Which is why it was a big deal, to me, to participate in my first "official" (meaning where there were other people and a start/finish line and people were wearing bibs with numbers instead of lobsters on them) 5K race. Thanks to a husband who understood that I wanted to try this first one out on my own, I headed out early on Saturday morning, still making excuses in my head as to why I didn't want to do this.
"I'm really proud of you for doing something that is so far outside your comfort zone," Chris said, and that's exactly it. That's why I felt compelled to follow through. A few of my runner friends have these t-shirts they wear, boasting about a race they completed, and I wanted to earn a t-shirt, too. I started attempting to run back in November and at the beginning, finishing a mile without stopping or pitching backwards off the treadmill was a big accomplishment for me. Since November, I've built up some endurance and wanted to try the 3.1 mile race with the aim to finish, without walking, and without falling into a ditch.
"Do you know where the registration table is?" I asked a lady at the event, who was wearing fancy sneakers and a worn-looking t-shirt that claimed a marathon finish back in 2010.
"I actually have no idea," she said, and since we were both alone, we walked around the venue until we found the small table staffed with caffeinated volunteers.

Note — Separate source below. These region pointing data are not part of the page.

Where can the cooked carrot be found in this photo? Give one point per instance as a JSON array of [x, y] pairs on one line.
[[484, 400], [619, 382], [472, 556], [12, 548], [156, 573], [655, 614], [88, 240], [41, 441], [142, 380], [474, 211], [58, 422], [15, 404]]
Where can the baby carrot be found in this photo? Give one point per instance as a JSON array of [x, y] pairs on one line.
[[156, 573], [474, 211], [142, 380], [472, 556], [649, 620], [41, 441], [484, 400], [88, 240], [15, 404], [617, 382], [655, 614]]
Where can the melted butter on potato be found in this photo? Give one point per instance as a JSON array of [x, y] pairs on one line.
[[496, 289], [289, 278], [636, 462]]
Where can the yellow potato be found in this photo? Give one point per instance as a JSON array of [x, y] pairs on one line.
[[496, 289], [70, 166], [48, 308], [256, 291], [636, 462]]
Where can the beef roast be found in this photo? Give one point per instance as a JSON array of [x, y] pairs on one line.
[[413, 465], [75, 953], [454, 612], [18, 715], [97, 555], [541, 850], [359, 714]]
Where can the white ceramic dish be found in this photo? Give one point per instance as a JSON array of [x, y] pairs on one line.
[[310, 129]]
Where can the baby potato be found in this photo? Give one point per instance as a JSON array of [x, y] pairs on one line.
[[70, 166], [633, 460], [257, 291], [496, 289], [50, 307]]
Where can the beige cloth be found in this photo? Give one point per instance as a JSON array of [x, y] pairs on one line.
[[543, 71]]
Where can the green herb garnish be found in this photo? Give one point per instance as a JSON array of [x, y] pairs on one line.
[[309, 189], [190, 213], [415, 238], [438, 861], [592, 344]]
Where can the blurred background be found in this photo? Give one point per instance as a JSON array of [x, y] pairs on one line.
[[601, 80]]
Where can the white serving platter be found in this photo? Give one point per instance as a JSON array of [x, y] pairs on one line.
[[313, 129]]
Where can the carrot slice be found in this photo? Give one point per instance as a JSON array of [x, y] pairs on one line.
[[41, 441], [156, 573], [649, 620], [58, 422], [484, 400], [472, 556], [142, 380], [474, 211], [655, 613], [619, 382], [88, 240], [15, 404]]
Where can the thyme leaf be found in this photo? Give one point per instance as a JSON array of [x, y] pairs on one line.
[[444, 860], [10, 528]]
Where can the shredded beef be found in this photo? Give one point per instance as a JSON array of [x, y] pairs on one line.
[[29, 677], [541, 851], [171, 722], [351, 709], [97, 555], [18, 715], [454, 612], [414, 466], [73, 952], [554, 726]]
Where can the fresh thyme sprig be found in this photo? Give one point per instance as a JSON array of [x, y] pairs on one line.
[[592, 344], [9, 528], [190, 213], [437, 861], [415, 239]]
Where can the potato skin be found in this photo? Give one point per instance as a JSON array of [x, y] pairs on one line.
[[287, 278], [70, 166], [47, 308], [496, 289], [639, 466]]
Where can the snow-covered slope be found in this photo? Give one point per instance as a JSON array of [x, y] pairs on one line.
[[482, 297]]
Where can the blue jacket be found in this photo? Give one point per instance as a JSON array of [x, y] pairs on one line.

"Oh, here we go!" she said, and we both checked in, grabbed our bib numbers, and stood off to the side to pin them to our shirts.
"Where should I be sticking this?" I asked, fumbling and awkward and ready to bail because my nerves were fraying.
"They want them pinned to the fronts of our shirts for this one," she said, gesturing to my belly button. "Is this your first race?"
"It is." I pinned the number to my shirt, noting ruefully that the "138" was just three points higher than my Dexcom was reading. "Can you tell?"
"You'll be fine. Once you start, just keep going until you finish, right?" She pulled on her gloves to warm her hands against the unseasonably chilly April morning. "I'll see you at the finish line."
So far outside my comfort zone that I couldn't even see the hazy edge, I finished the race. I didn't walk. I didn't come in last. My pace was decent. My blood sugars didn't tank. I felt proud of myself for following through on this, and not backing out in the end because I was self-conscious. Now I have a t-shirt, and I earned that shit. Oh, and I didn't fall into any ditches and roll down a hill or anything.
And oddly enough, I am looking forward to doing it again.